Berachain (BERA): Blockchain dengan Logika Konsensus Baru yang Belum Pernah Ada
Berachain launching mainnet Februari 2025 dengan Proof of Liquidity. Pakai 3 token (BERA, BGT, HONEY) dan menarik $3.1 miliar liquidity sebelum launching.
Sobat Kripto sudah dengar tentang Bitcoin (Proof of Work) dan Ethereum (Proof of Stake). Dua sistem ini sudah dipakai bertahun-tahun untuk mengamankan blockchain.
Tahun 2025, ada blockchain baru yang memperkenalkan model ketiga: Proof of Liquidity (PoL). Namanya Berachain.
Berachain launching mainnet 6 Februari 2025 dan langsung menarik perhatian karena model konsensusnya unik. Per Mei 2026, ini salah satu Layer 1 baru paling dibahas di komunitas crypto. Yuk kita pahami.
Apa itu Berachain?
Berachain adalah blockchain Layer 1 yang kompatibel dengan EVM (Ethereum Virtual Machine). Artinya: aplikasi yang berjalan di Ethereum bisa di-deploy ke Berachain dengan modifikasi minimal.

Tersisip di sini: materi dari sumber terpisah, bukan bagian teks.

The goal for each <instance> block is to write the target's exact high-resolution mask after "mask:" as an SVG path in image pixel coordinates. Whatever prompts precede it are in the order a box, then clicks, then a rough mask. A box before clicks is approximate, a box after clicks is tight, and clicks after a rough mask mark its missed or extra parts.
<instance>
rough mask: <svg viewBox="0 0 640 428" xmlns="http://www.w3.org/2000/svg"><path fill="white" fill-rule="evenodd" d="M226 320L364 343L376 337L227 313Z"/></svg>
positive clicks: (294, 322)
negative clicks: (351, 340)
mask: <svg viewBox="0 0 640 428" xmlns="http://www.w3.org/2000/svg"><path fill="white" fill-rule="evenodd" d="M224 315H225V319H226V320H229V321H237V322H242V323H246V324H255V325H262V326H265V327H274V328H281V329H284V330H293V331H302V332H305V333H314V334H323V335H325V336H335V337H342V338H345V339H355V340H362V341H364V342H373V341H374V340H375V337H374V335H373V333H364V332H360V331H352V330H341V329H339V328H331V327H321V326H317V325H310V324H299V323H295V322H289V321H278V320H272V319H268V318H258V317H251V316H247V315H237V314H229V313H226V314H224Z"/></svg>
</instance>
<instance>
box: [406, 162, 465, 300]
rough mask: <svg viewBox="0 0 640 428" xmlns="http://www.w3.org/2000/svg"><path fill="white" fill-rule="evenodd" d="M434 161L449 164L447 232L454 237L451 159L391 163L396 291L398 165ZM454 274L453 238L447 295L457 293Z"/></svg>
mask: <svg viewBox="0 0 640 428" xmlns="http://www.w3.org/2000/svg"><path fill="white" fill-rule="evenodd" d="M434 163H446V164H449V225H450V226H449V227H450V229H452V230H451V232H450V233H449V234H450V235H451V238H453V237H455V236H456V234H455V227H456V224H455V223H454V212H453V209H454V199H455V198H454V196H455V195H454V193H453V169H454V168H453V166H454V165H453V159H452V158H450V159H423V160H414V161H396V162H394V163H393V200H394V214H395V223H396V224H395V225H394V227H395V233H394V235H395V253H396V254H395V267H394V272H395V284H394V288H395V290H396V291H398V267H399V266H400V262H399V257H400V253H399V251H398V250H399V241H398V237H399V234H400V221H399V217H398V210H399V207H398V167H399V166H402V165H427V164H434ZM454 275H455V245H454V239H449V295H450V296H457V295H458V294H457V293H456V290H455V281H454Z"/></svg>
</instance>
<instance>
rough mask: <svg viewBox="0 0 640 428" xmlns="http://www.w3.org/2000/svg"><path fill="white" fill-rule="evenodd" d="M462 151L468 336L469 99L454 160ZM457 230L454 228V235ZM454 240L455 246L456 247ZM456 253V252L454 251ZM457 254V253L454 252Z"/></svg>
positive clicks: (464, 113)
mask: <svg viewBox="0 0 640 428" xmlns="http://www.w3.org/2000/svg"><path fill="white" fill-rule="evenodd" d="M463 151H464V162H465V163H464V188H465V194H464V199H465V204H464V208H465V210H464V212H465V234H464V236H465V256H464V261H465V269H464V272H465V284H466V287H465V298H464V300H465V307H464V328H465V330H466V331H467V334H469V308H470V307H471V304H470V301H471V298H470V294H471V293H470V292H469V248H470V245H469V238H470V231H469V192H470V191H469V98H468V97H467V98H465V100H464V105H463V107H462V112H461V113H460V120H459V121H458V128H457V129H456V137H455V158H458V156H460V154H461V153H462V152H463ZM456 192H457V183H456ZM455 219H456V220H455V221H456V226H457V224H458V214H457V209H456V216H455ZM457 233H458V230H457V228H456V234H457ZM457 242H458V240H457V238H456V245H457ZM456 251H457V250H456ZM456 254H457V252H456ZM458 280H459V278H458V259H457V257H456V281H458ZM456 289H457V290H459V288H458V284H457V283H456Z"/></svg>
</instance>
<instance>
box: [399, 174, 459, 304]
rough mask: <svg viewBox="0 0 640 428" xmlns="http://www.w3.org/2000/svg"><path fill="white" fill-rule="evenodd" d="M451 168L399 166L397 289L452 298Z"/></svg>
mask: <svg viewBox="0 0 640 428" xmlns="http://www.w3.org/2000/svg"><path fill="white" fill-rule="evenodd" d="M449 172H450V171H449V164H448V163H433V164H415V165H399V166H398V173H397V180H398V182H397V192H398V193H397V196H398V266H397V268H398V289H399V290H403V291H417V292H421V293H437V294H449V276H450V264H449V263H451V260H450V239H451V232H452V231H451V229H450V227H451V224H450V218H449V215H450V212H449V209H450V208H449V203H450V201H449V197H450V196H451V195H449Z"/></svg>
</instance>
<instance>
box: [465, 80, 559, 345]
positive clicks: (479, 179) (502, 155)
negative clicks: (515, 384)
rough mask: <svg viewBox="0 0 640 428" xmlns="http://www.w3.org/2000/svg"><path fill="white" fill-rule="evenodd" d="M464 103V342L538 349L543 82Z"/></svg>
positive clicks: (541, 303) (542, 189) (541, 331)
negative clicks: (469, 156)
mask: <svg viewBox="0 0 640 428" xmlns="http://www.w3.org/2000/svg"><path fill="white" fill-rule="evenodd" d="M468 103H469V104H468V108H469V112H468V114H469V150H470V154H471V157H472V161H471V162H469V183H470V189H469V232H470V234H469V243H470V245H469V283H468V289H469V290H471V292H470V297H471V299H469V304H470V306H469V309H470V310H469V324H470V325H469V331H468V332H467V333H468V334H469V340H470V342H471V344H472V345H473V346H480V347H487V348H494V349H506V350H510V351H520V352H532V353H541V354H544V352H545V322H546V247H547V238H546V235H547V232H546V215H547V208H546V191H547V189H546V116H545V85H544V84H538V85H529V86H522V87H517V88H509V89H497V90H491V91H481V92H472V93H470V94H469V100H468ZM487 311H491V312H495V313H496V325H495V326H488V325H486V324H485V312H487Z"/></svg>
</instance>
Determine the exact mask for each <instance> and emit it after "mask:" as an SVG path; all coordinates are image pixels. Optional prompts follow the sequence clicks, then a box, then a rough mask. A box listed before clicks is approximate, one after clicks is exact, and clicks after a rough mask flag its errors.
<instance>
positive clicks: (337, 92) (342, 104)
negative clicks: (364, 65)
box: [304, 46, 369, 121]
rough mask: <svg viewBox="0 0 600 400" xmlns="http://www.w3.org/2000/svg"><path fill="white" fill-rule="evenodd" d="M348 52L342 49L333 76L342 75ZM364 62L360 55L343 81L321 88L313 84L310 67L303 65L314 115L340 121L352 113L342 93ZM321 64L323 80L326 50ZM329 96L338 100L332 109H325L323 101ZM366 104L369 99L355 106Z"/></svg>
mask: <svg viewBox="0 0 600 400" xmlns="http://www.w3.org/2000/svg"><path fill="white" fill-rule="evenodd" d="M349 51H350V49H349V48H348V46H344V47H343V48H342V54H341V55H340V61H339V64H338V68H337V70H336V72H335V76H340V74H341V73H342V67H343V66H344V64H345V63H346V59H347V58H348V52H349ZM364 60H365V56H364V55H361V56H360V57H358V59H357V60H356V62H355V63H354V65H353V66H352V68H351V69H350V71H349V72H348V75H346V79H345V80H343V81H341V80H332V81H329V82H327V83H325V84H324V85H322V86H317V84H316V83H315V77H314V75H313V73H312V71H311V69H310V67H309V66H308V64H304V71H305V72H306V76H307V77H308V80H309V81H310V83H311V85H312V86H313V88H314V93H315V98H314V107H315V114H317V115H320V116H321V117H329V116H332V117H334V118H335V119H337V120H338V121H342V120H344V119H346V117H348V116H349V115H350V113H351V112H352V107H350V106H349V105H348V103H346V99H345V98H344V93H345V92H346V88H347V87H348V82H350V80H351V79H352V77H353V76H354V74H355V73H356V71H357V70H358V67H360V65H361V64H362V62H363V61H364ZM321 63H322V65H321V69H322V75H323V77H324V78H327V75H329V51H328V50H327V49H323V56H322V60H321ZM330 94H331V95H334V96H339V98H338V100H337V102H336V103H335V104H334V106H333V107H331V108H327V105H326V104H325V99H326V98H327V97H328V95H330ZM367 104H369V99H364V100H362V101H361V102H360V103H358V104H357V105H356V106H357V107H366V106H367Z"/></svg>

Yang membuat Berachain berbeda dari Ethereum atau Solana adalah cara mereka mengamankan jaringan. Bukan dengan staking biasa, tapi dengan Proof of Liquidity.
Latar belakang lucunya: Berachain berasal dari project NFT bernama Bong Bears yang dimulai 2021. Tim mereka, awalnya cuma 4 orang anonim dengan persona beruang ("bera" artinya beruang dalam bahasa Spanyol), iseng-iseng membangun blockchain. Iseng-iseng yang akhirnya jadi serius.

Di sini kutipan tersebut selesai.